Where things stand for ALS

ALS presents a different set of obstacles, and in some respects more daunting ones.

The disease involves the loss of motor neurons that extend extraordinarily long axons from the spinal cord to muscles throughout the body. Axons are the wire-like projections that carry electrical signals from the cell body to their targets, and in motor neurons these can run from the spinal cord all the way to the muscles of the hands and feet. Getting transplanted cells to mature into functional motor neurons and successfully reinnervate distant target muscles is beyond anything demonstrated in humans to date. Current clinical work in ALS uses stem cells not to replace motor neurons but to support them. Transplanted mesenchymal stem cells (the same adult stem cell type used in some Alzheimer’s work) secrete neurotrophic factors, proteins that promote neuron survival, that may slow the degeneration of remaining motor neurons and improve the local environment in the spinal cord.

ALS treatment options in 2026 remain very limited. Riluzole and edaravone provide modest average benefit. Tofersen is a newer antisense oligonucleotide therapy, meaning a synthetic molecule designed to silence a specific gene by binding to its messenger RNA and blocking protein production. It applies only to the roughly 2% of ALS cases caused by SOD1 mutations, a genetic form of the disease caused by errors in the gene encoding the antioxidant enzyme superoxide dismutase 1. A Phase 3 trial of AMX0035 (Relyvrio) produced negative results and the drug was withdrawn. The pattern across ALS trials is that interventions which show benefit in animal models have repeatedly failed to translate to humans.

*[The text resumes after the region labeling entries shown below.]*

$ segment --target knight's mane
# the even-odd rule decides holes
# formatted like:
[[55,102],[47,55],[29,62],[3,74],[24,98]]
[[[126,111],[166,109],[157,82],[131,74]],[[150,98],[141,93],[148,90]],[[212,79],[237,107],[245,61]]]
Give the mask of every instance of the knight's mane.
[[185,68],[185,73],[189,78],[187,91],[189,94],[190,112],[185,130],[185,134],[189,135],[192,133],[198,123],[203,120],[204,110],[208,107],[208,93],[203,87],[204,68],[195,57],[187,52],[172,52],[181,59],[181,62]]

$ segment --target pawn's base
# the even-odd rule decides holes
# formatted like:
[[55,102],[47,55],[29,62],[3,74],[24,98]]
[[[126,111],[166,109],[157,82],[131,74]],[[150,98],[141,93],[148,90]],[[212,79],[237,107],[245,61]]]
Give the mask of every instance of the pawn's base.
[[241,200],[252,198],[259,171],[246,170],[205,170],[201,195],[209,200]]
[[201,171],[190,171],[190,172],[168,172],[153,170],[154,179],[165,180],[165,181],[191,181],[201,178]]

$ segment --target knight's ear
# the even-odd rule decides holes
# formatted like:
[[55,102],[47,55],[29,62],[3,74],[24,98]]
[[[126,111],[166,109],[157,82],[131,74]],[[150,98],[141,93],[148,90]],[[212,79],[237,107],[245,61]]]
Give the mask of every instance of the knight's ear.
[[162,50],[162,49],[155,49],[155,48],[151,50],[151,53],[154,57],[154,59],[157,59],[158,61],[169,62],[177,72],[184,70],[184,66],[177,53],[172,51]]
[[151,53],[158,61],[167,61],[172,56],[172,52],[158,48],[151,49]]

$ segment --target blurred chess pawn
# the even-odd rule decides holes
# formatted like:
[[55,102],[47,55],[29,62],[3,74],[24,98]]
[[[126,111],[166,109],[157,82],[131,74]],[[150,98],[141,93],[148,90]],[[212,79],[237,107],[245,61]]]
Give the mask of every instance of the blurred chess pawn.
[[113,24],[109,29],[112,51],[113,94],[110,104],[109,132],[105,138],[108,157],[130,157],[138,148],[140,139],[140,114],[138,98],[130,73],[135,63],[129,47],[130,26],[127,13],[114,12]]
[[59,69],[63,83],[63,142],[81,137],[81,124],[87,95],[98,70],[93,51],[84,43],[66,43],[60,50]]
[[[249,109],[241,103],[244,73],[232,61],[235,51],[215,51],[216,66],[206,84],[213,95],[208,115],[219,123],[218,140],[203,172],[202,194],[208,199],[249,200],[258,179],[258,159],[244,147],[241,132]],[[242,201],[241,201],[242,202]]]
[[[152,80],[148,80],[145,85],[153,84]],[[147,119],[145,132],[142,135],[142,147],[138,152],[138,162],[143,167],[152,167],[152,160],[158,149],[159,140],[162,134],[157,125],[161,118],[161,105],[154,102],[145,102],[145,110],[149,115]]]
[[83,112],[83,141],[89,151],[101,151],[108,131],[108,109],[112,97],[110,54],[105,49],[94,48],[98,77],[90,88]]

Where induced pluripotent stem cells have advanced the field most is in disease modeling rather than therapy. A study published in Nature Neuroscience in late 2025 generated iPS cell lines from 100 patients with sporadic ALS and used the resulting motor neurons to screen 107 drugs that had previously been tested in clinical trials. The model correctly predicted that 97% of those drugs would fail, validating it as a meaningful platform for testing future candidates. The same screen identified a combination of baricitinib, memantine, and riluzole as potentially worth pursuing in a clinical trial.

The iPSC drug-discovery work may be more immediately useful than any direct cell transplant approach, offering a reliable human model of a disease that has resisted understanding for decades, now available for screening at scale. The clinical trials that iPSC modeling identifies may be where the real ALS breakthroughs eventually emerge.

The broader picture

The Japan approval marks a transition in regenerative medicine, from proof of concept in animals to a conditionally authorized therapy in humans. Twenty years passed between the discovery of induced pluripotent stem cells in 2006 and their first commercial authorization in 2026. That timeline reflects how much had to be developed including the differentiation protocols, the quality control systems, the HLA banking strategy, the neurosurgical delivery methods, and the regulatory frameworks to evaluate living cell products.

The Parkinson’s data are encouraging enough to justify optimism about stem cell replacement therapy as a concept, though that evidence is being stress-tested now in the sham-controlled trials that will report sometime in the late 2020s and early 2030s.

For patients with Parkinson’s disease who are in the window of good candidacy, now is a reasonable time to speak with a movement disorder specialist about whether clinical trial enrollment might be appropriate. For patients with Alzheimer’s disease or ALS, cell replacement therapy as practiced in the Parkinson’s program is not yet a relevant option, and the field is at an earlier stage of understanding what cell-based approaches might realistically achieve in those diseases.

To me this feels like the very beginning days of an approach that could offer real solutions to people with neurodegenerative diseases, especially if started early enough in the course of disease.